To say "Nalón" is to talk of the river and also of the coal mining valley, as the remains of this industrial archaeological heritage are to be found here.
To say "Nalón" is to talk of the river and also of the coal mining valley. In this valley, the remains of its industrial archaeological heritage are the first to catch the traveller's eye. But if you scratch beneath the surface, you will find a unique legacy of architecture, first-class cuisine and a nature park which has been declared a Biosphere Reserve by UNESCO.
Sama de Lanfreo - La Felguera - Ciaño - El Entrego - Laviana - La Pola - Villoria - Soto de Agues - Campo de Caso
Day 1: Sama de Langreo - La Nueva - Ciaño
Day 1: The journey begins in the larger towns in the Nalón Valley, Sama de Langreo and La Felguera. One of the best examples of the valley's industrial past is the Steelworks Museum (MUSI), located inside a 45-metre-high cooling tower on the Valnalón Estate. Another example of its industrial past can be found in Samuño Ecomuseum, located in La Nueva on the LA-7 just after Ciaño. The museum houses an exhibition complex at the former San Luis Pit, which includes a two-kilometre ride on a mining train. The Eduardo Úrculo Municipal Art Gallery, opened in a former slaughterhouse in 1919, is another point of interest. Just five minutes from Sama, Ciaño safeguards several jewels, such as the Quintana Tower and Solis House site, dating from the 14th century, and Buelga House, a Baroque building currently occupied by the University of Oviedo.
Day 2: Ciaño - Laviana
Day 2: The route heads southward along the AS-17, known as Nalón Corridor. El Entrego is home to the Mining Museum (MUMI), which features a mock-up of the entrance to a coal pit and a cage in which miners descended into the bowels of the earth. In the town itself, you can take a stroll through the La Vega, San Juan, Santa Barbara and El Coto miner housing estates which constitute examples of working-class architecture in the region. The typical dish in El Entrego is stuffed onions, which are even extolled in a popular festival in autumn. Further south, in Sotrondio, the Santa Barbara Valley Pathway commences in the neighbourhood of El Pontón, following the old railway line from La Cerezal to the Hullera coal washery.
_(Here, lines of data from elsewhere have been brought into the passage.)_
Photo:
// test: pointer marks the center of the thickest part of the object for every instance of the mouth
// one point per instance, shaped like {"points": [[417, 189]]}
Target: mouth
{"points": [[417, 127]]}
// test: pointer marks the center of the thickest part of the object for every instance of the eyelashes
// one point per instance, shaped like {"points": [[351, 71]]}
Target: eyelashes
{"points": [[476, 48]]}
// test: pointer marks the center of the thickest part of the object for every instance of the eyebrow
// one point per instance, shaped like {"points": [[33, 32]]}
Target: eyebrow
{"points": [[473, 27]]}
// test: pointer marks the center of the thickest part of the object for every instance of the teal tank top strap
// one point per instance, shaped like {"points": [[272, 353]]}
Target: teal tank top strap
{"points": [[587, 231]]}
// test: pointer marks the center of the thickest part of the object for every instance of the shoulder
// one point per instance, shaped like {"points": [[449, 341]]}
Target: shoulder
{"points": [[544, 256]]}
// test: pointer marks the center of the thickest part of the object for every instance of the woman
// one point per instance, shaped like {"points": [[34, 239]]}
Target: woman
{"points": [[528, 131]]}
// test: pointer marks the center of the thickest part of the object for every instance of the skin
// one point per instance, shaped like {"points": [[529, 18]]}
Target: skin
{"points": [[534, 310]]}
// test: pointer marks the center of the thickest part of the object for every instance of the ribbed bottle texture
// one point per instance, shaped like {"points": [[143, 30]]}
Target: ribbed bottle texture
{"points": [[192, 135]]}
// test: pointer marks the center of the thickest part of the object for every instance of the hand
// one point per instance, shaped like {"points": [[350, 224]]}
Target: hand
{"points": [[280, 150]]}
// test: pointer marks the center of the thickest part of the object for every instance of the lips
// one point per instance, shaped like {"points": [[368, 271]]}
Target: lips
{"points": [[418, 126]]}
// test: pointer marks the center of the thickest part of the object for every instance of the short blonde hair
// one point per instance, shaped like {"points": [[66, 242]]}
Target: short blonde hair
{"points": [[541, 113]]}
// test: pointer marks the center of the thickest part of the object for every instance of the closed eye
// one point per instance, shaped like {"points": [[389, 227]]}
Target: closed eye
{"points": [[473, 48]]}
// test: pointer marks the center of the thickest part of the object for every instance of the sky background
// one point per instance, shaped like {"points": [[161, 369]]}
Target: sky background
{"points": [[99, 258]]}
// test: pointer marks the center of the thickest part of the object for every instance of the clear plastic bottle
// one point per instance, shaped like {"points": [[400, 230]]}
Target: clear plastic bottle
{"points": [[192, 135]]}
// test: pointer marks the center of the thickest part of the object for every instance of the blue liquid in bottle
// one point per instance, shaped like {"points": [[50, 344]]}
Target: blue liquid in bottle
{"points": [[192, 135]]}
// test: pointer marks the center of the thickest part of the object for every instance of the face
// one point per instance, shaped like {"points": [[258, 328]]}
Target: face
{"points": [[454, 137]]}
Day 3: Pola de Laviana - Rioseco
Day 3: Laviana takes up the third day of the tour. Next to the cemetery in La Pola, the borough capital, is the Virgen del Otero Shrine, a 15th-century building with a unique Baroque altarpiece. One of the typical dishes of this town are bartolos, ground almond and puff pastry confectionaries. A kilometre and a half further south you come to Entralgo and the birthplace of Armando Palacio Valdés, a 17th-century country house. This interpretation centre covers the work of this novelist and critic. Outside the house commences a trail to Canzana which follows the settings of what is perhaps his most famous novel, The Lost Village. Next comes the Puente del Arco, a Romanesque bridge with two arches. A catch-and-release trout fishing reserve has been established between this bridge and that of La Chalana.
Day 4: Rioseco - Soto de Agues -Rioseco
Day 4: Today, the tour takes you to the borough of Sobrescobio and therefore to the gateway to Redes Park, a UNESCO-listed Biosphere Reserve. The borough capital, Rioseco, is nestled between two reservoirs, Tanes and Rioseco, which lie parallel to the AS-17. The town is the headquarters of the Water Reception and Interpretation Centre (check the centre's opening times beforehand), a museum that explains to a great extent the beauty of the surroundings. Just three kilometres away on the SC-2 is Soto de Agues, which is the starting point of the Alba Route, a popular 14-km (roundtrip) hiking trail through the mountains. The first few kilometres of this route are wheelchair accessible. Back in Rioseco, you can make a stop along the way at Villamoréi Recreational Area. One of the most typical dishes in this area is lamb roasted on a stake over an open fire.
Day 5: Rioseco - Tarna - Rioseco
Day 5: The source of the River Nalón, a river which accompanies you throughout the trip, is located in the vicinity of Campo de Caso. The source is called Fuente la Nalona, located in Tarna Pass. In this area you can complete the 9-km trail between Tabayón and Mongayo, which commences in the hamlet of Tarna. Back in Campo de Caso, you can visit Redes Reception and Interpretation Centre. This facility has a permanent exhibition about the reserve, but also provides practical information on hiking routes. To end the day, an option to do with the kids is a walk in the surroundings of Deboyu Cave, a karst cavern carved out of the limestone rock by the River Nalón, situated near to Campo de Caso. As regards gastronomy, Casín cheese has become a reference product and several cheesemakers now offer guided tours of their dairies.